An abundance of caution to the wind!
But here we are on the very precipice of organized professional surfing’s return at its very top level. The window for our World Surf Leauge’s 2023 championship tour kick-off is but days away and, in the meantime, we can feast upon the Sambazon World Junior Surfing Championship currently in the water at Rob Machado’s Seaside Reef.
Now, those paying attention to various newses over the past few weeks have certainly read, maybe even experienced, the wild amount of rain that California has received. A deluge. An atmospheric bomb. Flushed sewers and proper surf leaving the state’s wave sliders on the horns of a somewhat dilemma.

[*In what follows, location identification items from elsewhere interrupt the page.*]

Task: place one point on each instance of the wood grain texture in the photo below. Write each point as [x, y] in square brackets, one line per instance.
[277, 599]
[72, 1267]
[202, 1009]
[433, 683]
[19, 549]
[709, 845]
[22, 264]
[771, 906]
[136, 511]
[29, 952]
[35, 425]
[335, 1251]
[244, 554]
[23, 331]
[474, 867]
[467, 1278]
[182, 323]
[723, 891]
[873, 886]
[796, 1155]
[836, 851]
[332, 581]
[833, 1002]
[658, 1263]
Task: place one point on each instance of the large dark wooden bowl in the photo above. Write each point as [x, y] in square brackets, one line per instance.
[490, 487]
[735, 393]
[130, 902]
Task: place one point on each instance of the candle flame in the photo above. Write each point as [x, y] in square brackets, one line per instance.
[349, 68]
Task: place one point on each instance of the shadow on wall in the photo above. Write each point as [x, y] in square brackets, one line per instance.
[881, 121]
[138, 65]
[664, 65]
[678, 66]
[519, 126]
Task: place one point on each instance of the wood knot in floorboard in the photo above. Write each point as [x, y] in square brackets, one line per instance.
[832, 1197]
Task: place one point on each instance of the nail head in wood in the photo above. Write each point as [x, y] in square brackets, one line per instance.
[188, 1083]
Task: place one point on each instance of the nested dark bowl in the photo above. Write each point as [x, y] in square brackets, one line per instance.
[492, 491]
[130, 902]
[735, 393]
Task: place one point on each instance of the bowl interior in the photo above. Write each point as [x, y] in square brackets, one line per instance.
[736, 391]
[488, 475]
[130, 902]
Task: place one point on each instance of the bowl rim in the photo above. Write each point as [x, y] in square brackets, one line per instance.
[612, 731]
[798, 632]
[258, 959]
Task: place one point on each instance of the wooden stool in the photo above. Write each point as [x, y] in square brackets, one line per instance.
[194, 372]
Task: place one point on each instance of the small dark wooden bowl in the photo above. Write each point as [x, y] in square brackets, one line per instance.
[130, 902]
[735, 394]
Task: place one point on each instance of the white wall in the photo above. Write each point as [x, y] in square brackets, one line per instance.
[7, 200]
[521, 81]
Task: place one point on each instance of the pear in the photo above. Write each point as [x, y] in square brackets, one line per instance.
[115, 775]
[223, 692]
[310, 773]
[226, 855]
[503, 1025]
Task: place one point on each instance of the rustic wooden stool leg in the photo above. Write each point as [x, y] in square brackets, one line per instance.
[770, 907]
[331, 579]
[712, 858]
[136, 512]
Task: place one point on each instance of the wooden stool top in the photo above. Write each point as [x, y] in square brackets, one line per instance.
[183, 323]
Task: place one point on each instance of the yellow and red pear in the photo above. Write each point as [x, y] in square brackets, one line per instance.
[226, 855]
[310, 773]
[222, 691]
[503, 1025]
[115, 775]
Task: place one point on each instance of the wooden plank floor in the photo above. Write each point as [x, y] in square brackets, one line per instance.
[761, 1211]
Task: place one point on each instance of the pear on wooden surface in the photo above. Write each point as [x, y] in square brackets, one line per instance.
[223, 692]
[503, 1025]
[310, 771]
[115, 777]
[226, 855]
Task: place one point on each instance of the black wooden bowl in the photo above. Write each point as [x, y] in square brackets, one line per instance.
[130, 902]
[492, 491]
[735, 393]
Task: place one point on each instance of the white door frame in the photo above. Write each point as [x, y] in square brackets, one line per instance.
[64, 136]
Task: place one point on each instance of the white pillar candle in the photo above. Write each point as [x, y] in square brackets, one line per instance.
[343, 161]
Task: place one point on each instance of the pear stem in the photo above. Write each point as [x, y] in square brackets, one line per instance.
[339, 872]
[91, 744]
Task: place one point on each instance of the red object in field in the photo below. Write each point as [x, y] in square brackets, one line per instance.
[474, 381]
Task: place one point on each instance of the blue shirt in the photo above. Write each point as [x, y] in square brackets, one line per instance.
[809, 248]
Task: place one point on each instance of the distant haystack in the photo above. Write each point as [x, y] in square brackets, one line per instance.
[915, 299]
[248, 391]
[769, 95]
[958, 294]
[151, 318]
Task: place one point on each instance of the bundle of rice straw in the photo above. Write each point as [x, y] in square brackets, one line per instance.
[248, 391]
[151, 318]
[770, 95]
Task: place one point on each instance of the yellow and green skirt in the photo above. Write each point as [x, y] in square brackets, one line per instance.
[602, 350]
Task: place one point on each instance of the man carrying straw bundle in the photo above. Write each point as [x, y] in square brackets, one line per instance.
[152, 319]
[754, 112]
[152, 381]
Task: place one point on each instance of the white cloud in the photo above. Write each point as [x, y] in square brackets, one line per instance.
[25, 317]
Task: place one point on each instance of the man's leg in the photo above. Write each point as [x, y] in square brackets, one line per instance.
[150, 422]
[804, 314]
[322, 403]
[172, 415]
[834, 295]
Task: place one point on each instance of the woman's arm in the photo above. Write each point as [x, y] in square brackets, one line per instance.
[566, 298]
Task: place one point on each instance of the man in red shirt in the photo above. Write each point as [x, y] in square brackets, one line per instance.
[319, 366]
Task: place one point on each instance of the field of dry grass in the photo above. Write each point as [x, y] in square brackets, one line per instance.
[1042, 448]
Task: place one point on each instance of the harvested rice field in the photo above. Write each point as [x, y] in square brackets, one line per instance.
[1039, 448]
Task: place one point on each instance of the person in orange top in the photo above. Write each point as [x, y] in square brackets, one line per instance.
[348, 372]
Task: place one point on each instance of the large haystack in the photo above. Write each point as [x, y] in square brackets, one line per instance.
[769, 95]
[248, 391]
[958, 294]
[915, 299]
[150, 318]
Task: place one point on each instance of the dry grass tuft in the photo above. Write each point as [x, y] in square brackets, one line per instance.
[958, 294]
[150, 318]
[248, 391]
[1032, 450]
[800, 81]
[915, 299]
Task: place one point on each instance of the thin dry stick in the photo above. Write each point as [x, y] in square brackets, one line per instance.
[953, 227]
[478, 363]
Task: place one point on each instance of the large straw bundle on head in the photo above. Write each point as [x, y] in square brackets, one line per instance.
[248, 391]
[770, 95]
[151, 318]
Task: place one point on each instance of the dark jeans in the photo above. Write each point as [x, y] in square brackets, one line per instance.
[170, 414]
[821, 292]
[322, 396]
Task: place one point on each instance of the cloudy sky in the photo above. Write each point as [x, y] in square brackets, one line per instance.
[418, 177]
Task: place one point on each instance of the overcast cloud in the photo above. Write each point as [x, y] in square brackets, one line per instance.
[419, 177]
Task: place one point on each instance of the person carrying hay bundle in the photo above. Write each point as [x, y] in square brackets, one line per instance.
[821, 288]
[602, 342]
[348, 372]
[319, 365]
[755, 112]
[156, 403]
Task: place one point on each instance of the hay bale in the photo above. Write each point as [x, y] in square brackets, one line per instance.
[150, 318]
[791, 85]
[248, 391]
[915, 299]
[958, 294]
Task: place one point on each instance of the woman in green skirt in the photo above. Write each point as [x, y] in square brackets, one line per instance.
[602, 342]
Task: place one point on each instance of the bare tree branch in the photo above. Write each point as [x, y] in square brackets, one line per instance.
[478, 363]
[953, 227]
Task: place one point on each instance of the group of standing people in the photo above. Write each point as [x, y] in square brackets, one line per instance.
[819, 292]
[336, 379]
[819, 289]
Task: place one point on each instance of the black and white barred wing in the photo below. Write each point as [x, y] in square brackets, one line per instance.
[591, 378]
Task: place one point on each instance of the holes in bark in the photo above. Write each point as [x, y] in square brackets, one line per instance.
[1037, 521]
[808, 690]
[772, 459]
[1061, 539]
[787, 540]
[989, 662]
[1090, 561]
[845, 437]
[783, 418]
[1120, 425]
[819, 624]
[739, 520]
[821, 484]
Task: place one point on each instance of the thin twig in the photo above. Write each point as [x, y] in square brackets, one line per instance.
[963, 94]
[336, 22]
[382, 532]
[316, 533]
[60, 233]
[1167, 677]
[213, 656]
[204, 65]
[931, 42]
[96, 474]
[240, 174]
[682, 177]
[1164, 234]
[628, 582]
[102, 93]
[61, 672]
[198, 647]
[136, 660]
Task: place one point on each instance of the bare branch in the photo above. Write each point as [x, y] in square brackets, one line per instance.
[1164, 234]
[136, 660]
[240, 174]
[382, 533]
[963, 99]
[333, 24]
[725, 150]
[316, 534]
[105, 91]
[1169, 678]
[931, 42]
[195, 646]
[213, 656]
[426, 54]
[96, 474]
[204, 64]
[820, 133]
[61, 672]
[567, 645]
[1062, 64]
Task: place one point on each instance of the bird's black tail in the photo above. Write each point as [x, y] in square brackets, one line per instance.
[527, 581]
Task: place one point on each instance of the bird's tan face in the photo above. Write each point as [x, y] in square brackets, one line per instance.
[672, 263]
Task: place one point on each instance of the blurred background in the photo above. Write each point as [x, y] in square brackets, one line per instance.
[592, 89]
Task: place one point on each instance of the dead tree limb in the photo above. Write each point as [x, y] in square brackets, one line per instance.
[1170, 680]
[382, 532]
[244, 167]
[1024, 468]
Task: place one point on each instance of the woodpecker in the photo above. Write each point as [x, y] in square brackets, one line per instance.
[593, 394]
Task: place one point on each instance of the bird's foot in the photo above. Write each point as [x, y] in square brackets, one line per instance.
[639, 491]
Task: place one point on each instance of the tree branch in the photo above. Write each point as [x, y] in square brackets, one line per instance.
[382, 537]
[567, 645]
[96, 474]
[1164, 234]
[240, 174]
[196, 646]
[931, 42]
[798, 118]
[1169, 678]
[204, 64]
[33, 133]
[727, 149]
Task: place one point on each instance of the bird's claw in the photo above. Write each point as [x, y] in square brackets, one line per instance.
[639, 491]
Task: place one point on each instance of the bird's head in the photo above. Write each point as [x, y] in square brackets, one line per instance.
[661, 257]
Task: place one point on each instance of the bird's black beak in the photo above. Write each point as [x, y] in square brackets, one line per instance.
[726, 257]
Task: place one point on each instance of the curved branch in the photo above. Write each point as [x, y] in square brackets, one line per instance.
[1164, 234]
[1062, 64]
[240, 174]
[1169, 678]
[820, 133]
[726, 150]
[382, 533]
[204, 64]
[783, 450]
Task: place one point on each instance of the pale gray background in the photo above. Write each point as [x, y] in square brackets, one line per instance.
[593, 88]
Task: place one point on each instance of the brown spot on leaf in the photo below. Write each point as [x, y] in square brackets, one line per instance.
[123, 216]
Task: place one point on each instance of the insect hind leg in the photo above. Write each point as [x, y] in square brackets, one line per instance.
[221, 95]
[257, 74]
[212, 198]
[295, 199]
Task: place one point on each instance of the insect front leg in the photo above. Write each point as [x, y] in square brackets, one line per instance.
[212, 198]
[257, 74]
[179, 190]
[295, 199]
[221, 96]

Is barrel worth the risk of hepatitis?
As you know, Surfline, the official forecasting partner of the World Surf League, recommends NOT entering the water for at least 72 hours after a significant rain event due the aforementioned sewers not to mention various other toxic run-offs and, as I learned from Jen See yesterday, poison oak.
Yuck.
Well, in a shock to health experts, those World Juniors were ordered to paddle into the brown soup less than twelve hours after the sky opened and motor oil flowed from the hills into the lineup. I’ll admit as to being surprised when driving by Seaside yesterday and seeing singlets in the water. A bold move not seen since children were ordered into dangerous factories during those heady early industrial revolution days.
Did you think, though, that the World Surf League was capable of such… audacity? For the last few years an “abundance of caution” has been the guiding principle. Making young ones paddle into potentially lifelong debilitating disease seems… exciting.
An abundance of cation to the wind.
Filipe Toledo put on notice.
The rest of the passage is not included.